Research into distributed collaborative control for unmanned aerial vehicles addresses a broad range of practical operational challenges while driving advancement across related scientific and engineering disciplines — carrying significant implications and application value for military, civil, and research domains. UAV control inputs are frequently subject to amplitude and rate constraints, including actuator saturation and environmental operational requirements. These limitations pose substantial challenges to conventional UAV collaborative control algorithms.

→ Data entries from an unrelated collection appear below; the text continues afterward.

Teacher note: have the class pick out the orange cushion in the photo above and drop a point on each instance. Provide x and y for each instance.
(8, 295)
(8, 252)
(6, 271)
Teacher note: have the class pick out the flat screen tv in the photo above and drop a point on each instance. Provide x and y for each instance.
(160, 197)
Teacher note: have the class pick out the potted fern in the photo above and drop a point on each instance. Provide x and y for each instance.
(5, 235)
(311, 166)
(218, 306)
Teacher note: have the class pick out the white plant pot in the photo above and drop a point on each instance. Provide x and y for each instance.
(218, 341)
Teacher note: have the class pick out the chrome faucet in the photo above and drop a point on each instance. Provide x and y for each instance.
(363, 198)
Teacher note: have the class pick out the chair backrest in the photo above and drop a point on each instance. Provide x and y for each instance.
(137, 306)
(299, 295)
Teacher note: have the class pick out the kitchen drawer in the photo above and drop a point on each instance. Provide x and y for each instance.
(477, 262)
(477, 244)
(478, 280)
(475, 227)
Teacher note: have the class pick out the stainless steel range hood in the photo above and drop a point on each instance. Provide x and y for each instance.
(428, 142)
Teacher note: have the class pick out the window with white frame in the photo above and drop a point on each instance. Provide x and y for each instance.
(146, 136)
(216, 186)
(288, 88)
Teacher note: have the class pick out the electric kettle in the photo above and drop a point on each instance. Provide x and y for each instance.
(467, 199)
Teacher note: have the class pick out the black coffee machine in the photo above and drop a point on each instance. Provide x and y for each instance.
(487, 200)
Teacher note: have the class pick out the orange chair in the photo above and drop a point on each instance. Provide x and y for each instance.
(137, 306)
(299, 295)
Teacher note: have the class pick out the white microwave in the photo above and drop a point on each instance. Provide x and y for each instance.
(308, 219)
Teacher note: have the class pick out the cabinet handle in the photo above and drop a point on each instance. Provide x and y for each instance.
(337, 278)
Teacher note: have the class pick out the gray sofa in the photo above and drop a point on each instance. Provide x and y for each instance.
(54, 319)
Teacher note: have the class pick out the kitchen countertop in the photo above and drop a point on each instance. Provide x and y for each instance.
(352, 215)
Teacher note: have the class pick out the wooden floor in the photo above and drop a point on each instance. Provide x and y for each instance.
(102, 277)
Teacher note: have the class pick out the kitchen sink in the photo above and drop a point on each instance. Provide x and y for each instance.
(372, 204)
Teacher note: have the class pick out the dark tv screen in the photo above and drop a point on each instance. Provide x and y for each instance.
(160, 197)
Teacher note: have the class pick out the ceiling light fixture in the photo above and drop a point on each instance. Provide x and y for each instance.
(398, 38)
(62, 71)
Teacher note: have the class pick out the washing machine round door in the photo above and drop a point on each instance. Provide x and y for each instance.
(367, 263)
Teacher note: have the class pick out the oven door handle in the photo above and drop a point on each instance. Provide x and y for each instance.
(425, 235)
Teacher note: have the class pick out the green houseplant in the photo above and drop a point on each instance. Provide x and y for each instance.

The research team at the Institute of Machine Intelligence, University of Shanghai for Science and Technology, investigated consensus control under input amplitude and rate constraints for multi-agent systems, with direct application to UAV collaborative control. The findings have been published in IEEE Transactions on Automation Science and Engineering, a leading international journal in the field of control engineering.
The team proposed a distributed control methodology integrating velocity damping and a novel nonlinear saturation function, achieving multi-agent state consensus without violating input amplitude or rate constraints. Leveraging the sub-millimeter localization accuracy and high-precision capture performance of the CHINGMU motion capture system, the team achieved real-time acquisition of UAV pose, flight trajectory, and motion state data — providing accurate data reference for algorithm validation and ensuring the authenticity and reliability of experimental results.
Experimental Configuration
Formation test volume: 2m × 2m
System components:
CHINGMU optical motion capture system
Four Crazyflie 2.1 quadrotor UAVs
One ground station running Linux OS
Control objective: Formation of a square configuration with 1.1m side length
Experimental results confirm that the UAVs rapidly achieved distributed collaborative formation, with the proposed algorithm producing markedly smoother flight trajectories and reduced overshoot compared to baseline approaches. Algorithm robustness against external disturbances was further validated: following successful formation establishment, one UAV was manually displaced from its designated position within the formation. The swarm demonstrated rapid recovery, re-establishing the target formation configuration without loss of coordination — confirming the resilience of the proposed control framework under perturbation conditions.